Handyverträge – die zwei Varianten
Bei Handyverträgen lassen sich zwei Hauptvarianten unterscheiden. Zum einen der sogenannte Laufzeitvertrag oder Postpaid-Vertrag, zum anderen der sogenannte Guthabenvertrag oder Prepaid-Vertrag.

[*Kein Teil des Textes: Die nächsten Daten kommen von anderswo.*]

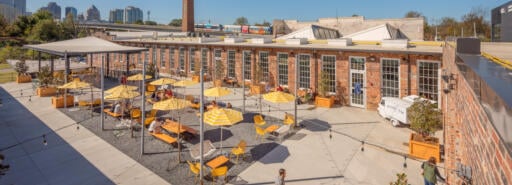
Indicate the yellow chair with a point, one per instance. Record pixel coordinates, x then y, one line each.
135 113
217 172
239 150
258 120
289 119
260 132
194 168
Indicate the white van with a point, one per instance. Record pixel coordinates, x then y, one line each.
395 109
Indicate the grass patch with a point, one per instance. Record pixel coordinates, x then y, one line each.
7 76
5 66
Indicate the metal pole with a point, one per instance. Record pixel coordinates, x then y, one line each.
296 90
143 102
243 83
201 128
102 86
65 78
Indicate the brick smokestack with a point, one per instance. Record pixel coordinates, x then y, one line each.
188 16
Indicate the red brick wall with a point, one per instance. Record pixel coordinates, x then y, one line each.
408 67
470 135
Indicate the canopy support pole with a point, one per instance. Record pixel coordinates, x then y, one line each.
102 84
143 107
201 128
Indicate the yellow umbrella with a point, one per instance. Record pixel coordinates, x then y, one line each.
74 85
216 92
222 117
121 88
171 104
125 94
137 77
184 83
279 97
163 81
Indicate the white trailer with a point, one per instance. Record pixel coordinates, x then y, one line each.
395 109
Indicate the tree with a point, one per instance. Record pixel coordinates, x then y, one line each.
424 117
241 21
150 23
413 14
176 22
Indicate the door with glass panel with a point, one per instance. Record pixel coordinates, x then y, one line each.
357 82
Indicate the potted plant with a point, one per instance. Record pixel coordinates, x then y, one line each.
22 68
45 78
425 119
219 73
323 99
256 86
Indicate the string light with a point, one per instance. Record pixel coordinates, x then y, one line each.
44 140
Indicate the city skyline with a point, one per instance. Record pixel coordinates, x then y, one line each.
222 11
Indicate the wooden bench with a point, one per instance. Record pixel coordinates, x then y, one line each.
165 138
115 115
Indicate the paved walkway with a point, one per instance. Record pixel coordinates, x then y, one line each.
71 156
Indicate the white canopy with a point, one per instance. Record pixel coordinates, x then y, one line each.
81 46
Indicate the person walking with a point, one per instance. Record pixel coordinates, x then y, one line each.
430 172
280 178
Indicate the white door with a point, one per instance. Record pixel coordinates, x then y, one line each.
357 82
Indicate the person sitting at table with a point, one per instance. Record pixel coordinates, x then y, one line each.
156 126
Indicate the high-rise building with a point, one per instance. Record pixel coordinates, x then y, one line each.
92 14
11 9
54 9
132 14
71 10
116 15
501 23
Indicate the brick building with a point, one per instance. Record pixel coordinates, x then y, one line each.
359 74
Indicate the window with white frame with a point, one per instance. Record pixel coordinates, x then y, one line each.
182 59
282 68
304 72
329 69
390 78
428 79
171 58
162 60
247 64
192 59
204 59
231 64
263 63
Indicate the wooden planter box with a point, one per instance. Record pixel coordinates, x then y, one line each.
23 79
217 83
46 91
424 150
326 102
58 101
257 89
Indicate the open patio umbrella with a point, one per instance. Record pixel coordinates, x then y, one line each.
222 117
121 88
163 81
74 85
173 104
279 97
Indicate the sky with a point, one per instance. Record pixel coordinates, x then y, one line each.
257 11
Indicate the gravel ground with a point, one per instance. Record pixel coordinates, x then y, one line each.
162 158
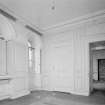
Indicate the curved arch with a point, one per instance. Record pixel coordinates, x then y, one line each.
6 29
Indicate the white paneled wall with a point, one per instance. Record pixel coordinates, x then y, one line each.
65 57
3 57
17 59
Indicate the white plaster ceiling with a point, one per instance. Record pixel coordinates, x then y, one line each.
42 14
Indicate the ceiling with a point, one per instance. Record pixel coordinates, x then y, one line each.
46 13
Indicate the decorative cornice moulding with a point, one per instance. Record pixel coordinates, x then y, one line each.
89 19
11 15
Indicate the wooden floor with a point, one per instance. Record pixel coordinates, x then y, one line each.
57 98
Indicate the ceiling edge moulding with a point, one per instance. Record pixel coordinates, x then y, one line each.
7 15
12 16
76 21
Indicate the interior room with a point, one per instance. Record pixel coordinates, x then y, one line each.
52 52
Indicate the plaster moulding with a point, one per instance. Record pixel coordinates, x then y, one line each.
87 20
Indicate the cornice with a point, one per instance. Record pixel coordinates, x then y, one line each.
86 20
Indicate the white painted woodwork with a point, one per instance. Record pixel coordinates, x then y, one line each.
3 57
17 58
65 56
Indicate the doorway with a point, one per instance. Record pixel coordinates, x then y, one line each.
97 66
31 66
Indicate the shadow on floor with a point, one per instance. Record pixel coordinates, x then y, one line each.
57 98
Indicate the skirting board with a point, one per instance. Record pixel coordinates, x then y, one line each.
19 94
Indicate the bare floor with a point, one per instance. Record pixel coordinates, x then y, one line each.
57 98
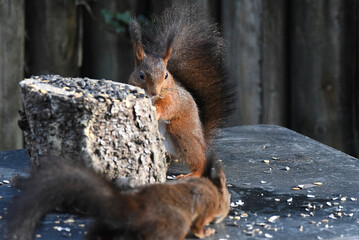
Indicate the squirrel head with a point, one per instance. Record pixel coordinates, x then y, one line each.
214 172
150 71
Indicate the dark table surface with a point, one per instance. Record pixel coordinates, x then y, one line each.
284 186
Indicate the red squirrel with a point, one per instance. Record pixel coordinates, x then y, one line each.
160 211
179 61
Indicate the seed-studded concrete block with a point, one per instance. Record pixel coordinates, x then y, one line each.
110 126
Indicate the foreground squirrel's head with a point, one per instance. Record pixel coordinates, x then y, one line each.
215 173
150 71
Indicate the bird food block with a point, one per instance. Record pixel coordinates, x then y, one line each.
110 126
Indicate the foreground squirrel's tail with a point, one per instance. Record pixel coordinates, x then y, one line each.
197 60
53 186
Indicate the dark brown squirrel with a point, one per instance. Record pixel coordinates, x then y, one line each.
159 211
179 61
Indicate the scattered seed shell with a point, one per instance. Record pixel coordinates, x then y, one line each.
272 219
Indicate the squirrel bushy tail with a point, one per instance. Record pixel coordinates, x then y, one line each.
197 60
54 186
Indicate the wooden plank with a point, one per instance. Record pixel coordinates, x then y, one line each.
274 77
51 45
107 54
11 71
256 56
323 70
241 29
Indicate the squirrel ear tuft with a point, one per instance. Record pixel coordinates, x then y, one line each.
135 32
167 54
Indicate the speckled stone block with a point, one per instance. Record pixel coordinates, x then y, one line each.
109 125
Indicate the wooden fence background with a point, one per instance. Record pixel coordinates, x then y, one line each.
294 62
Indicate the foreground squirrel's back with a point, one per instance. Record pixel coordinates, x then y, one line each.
197 60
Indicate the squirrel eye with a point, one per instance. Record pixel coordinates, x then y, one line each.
142 76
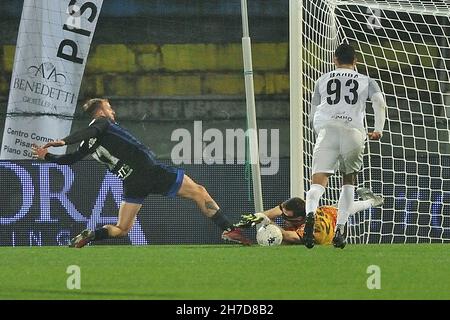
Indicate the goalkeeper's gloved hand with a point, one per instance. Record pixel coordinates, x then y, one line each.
248 220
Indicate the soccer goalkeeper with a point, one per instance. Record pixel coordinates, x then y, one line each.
293 214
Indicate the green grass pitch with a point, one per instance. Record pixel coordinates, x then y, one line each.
225 272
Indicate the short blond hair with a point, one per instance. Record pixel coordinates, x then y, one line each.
91 105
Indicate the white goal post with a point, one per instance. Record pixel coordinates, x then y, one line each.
405 46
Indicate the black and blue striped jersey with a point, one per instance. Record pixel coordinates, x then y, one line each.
110 144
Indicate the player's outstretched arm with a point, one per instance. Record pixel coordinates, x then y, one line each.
69 158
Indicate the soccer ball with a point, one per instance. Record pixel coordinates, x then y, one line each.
269 235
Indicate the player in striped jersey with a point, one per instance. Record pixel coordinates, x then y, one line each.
136 165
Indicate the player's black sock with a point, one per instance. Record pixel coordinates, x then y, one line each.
101 233
221 220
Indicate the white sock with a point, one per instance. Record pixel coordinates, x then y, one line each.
346 200
360 206
312 197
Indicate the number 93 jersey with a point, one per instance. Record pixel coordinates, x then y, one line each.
340 99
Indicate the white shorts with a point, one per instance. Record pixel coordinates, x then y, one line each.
338 148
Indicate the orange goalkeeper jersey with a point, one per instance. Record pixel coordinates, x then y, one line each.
323 227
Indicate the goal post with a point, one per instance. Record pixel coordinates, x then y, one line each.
405 46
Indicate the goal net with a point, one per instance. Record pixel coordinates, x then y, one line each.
403 45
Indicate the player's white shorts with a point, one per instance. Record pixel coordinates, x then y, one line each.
338 147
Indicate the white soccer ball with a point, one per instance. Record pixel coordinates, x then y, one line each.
269 235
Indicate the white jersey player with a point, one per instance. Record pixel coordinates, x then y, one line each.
337 114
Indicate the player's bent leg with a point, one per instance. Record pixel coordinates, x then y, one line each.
127 216
193 191
196 192
319 182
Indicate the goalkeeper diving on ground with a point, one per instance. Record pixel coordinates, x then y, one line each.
292 213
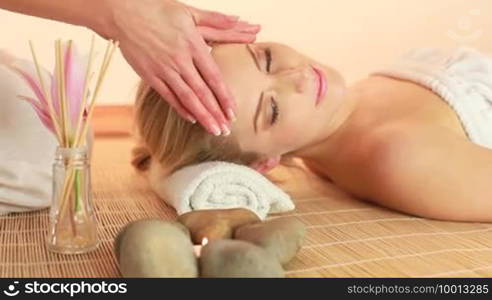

a) Laufzeitvertrag/Postpaid-Vertrag
Der häufigere Laufzeitvertrag stellt rechtlich einen Dienstvertrag nach § 611 BGB (Bürgerliches Gesetzbuch) dar. Er wird entweder unbefristet oder für eine bestimmte Laufzeit (z.B. 18 oder 24 Monate) geschlossen. Der Kunde erhält meist für einen niedrigen Basispreis ein Handy zur Verfügung gestellt, das er langfristig über seine Verbindungsgebühren quasi mitbezahlt. Die Abrechnung der Handynutzung erfolgt in der Regel monatlich durch Rechnungsstellung gegenüber dem Kunden, oft inkl. einer Übersicht der Handyverbindungen. Der Kunde zahlt somit erst nach der Inanspruchnahme der Handyleistungen.
b) Prepaid-Vertrag
Der Prepaid-Vertrag wird etwas seltener abgeschlossen und kann als atypischer Vertrag nach § 307 BGB mit dienstvertraglichen Elementen verstanden werden. Beim Prepaid-Vertrag erhält der Kunde eine Prepaid-Karte, die er beliebig mit einem Guthaben aufladen oder bereits aufgeladen nachkaufen kann. Hier zahlt der Kunde also im Voraus für das Guthaben, um es erst später bei der Handynutzung in Anspruch zu nehmen. Weil man nach Aufbrauchen des Guthabens keine Leistungen des Providers mehr in Anspruch nehmen kann, schafft die Prepaid-Methode somit eine besondere Kostenkontrolle, die v.a. für Kinder und Jugendliche sinnvoll ist. Hinweis: Auch ohne Guthaben kann man immer noch angerufen werden. In der Regel sind Prepaid-Tarife teurer, weil sie auch ohne vertragliche Bindung an einen Provider abgeschlossen werden können. Prepaid-Verträge gibt es sowohl mit als auch ohne Bereitstellung eines Handys.